南九州の茶どころから57点、約2.1トンが集結
6日に行われた初取引には、南九州市や枕崎市、種子島、屋久島といった鹿児島が誇るお茶どころから57点、約2.1トンの茶葉が出品された。会場では参加した茶商たちが手触りや香り、そして実際に口に含みながら、茶葉一つひとつの品質を丁寧に確かめていった。

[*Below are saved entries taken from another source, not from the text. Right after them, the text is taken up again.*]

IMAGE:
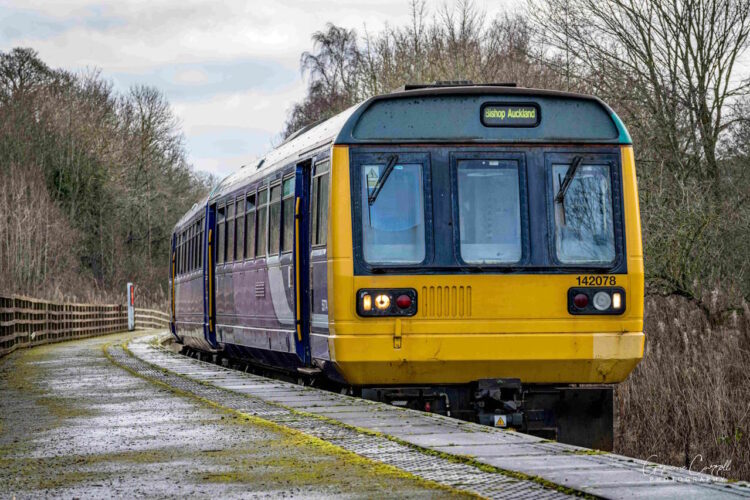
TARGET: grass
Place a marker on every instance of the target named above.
(688, 402)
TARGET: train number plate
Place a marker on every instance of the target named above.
(597, 280)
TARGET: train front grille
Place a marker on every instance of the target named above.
(445, 302)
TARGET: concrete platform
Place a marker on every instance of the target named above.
(573, 469)
(74, 425)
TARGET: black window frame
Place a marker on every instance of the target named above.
(291, 198)
(359, 159)
(618, 209)
(239, 225)
(230, 224)
(262, 189)
(454, 158)
(250, 214)
(317, 239)
(271, 187)
(220, 244)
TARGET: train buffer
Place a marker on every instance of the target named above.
(98, 418)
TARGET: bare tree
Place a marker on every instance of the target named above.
(677, 56)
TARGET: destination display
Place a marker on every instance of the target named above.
(510, 115)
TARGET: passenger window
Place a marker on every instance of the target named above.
(287, 208)
(220, 234)
(262, 222)
(200, 243)
(250, 226)
(240, 229)
(184, 253)
(230, 231)
(274, 219)
(191, 250)
(320, 204)
(489, 211)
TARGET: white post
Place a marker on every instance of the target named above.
(131, 307)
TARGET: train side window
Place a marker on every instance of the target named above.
(184, 252)
(200, 244)
(196, 244)
(274, 219)
(230, 231)
(262, 222)
(320, 204)
(240, 214)
(191, 253)
(287, 215)
(393, 223)
(220, 234)
(250, 226)
(191, 248)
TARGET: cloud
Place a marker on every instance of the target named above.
(230, 69)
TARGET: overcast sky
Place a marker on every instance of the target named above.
(229, 69)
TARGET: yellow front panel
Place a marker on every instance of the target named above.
(477, 326)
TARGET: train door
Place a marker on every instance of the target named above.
(302, 260)
(209, 272)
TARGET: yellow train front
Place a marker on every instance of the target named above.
(484, 257)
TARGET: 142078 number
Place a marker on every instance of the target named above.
(597, 280)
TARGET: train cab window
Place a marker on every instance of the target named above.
(584, 228)
(260, 248)
(274, 220)
(240, 218)
(393, 226)
(230, 231)
(287, 215)
(250, 226)
(320, 204)
(489, 211)
(221, 225)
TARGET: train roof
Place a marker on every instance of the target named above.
(449, 114)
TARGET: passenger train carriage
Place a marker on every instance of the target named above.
(472, 250)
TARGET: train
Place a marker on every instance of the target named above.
(472, 250)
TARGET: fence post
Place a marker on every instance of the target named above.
(131, 307)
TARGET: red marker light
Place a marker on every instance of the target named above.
(581, 300)
(403, 301)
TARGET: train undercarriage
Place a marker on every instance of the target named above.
(580, 415)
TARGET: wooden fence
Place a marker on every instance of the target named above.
(27, 322)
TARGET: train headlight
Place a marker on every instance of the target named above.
(388, 302)
(602, 301)
(616, 301)
(596, 300)
(382, 301)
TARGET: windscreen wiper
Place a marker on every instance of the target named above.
(569, 174)
(381, 181)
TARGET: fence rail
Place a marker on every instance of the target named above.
(27, 322)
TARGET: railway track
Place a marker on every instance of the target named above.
(489, 462)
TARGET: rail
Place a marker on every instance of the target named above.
(28, 322)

現場からは「出来はいいと思う。すごく香りが良くて見た目もいい」という声も聞かれ、2026年産の新茶への手応えが感じられる。
今年の品質の高さには、気候条件が大きく関係している。2026年は冬場の気温が例年に比べて低くなりすぎず、雨量も安定していたことから、良質な茶葉の生産につながったとされる。
高値は過去最高の3万円、平均価格も大幅アップ
2026年の初取引は、2025年より3日早く開催されたこともあり、出品数や量は例年より少なかった。しかし、その分だけ品薄感が生まれ、価格を押し上げる要因となった。
1キロ当たりの平均価格は6573円と、前年比で2000円以上の上昇。そして注目の高値は3万円に達し、2025年を8000円以上も上回る過去最高となった。

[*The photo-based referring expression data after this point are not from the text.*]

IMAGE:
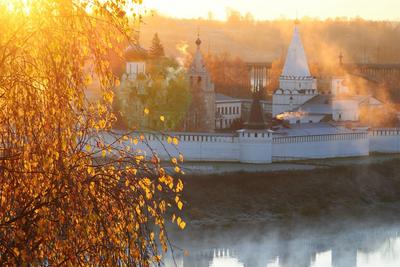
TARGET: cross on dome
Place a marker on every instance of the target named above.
(296, 64)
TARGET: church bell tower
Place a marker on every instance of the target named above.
(201, 115)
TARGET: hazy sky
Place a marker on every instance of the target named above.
(268, 9)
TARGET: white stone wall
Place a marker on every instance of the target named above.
(345, 110)
(287, 102)
(261, 147)
(385, 140)
(320, 146)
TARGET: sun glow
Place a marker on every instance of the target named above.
(261, 9)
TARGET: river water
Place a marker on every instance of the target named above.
(364, 243)
(236, 222)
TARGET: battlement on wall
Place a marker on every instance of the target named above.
(261, 146)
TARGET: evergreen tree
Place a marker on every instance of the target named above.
(156, 49)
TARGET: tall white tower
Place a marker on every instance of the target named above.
(296, 85)
(201, 114)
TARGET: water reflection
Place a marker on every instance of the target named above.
(337, 246)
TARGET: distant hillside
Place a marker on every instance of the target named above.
(359, 40)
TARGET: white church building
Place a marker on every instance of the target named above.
(316, 127)
(298, 100)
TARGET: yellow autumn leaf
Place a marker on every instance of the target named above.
(182, 225)
(180, 205)
(175, 141)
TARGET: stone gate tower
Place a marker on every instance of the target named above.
(201, 114)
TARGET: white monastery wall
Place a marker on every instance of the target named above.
(320, 146)
(261, 147)
(385, 140)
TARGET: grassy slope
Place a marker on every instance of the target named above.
(268, 196)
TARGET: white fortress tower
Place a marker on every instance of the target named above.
(296, 85)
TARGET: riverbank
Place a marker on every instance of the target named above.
(332, 188)
(211, 168)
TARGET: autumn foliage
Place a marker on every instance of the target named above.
(70, 193)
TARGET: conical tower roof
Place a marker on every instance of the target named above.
(198, 64)
(296, 64)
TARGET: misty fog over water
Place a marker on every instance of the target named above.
(366, 243)
(346, 214)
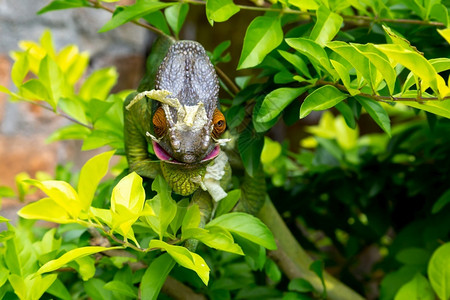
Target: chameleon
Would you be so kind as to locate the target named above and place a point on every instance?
(176, 112)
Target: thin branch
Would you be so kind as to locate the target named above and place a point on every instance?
(97, 4)
(366, 19)
(225, 78)
(383, 98)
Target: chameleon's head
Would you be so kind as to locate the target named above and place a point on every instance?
(188, 132)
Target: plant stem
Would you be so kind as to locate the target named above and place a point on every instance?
(382, 98)
(293, 259)
(356, 18)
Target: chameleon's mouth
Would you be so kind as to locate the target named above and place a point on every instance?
(163, 155)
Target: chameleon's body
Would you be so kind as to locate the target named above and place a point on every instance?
(177, 113)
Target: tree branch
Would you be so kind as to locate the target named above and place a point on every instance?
(293, 259)
(365, 19)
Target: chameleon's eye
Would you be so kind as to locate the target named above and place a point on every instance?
(219, 124)
(160, 122)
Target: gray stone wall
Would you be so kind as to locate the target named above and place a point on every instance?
(24, 126)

品質の高さと希少感が重なり合い、かごしま茶の価値を改めて証明する形となった。
「国内外問わず注目されている」 日本一の誇りを次の発信へ
2年連続で荒茶の生産量が日本一となった鹿児島。その実績は国内にとどまらず、海外からの視線も集めている。
生産者からは「生産量日本一になったことで国内外問わず注目されていると思うので、引き続き、いいかごしま茶を発信していけるよう頑張りたい」という力強い言葉が聞かれた。日本一という称号を背負いながら、産地としての誇りと責任感が伝わってくる。

抹茶施設が2027年に完成予定、世界需要に対応へ
追い風はさらに吹きそうだ。かごしま茶流通センター内では、世界的にニーズが高まっている抹茶の需要に応えるため、年間300トンの抹茶生産が可能となる新施設の建設が進んでいる。完成は2027年11月を予定しており、グローバル市場への供給力強化が期待される。
懸念される中東情勢、燃料価格への影響
一方、関係者が頭を悩ませているのが、刻々と変化する世界情勢だ。県茶業会議所の柚木弘文会頭は「(燃料の)価格の値上がりが心配されるが、順調に茶工場、あるいは茶商のみなさんにエネルギーが届けられるかと大変心配。早く収束していただいてホルムズ海峡をオープンにしていただきたい」と危機感を率直に語った。

中東情勢による燃料供給への影響は、茶の生産・流通コストに直結する問題であり、産地全体が固唾をのんで情勢を見守っている状況だ。
過去最高値を記録した初取引は、2年連続日本一のかごしま茶が新たな高みを目指すスタートとなった。抹茶施設の整備など将来への布石を打ちながら、世界情勢という不確実性とも向き合うかごしま茶の動向から、今後も目が離せない。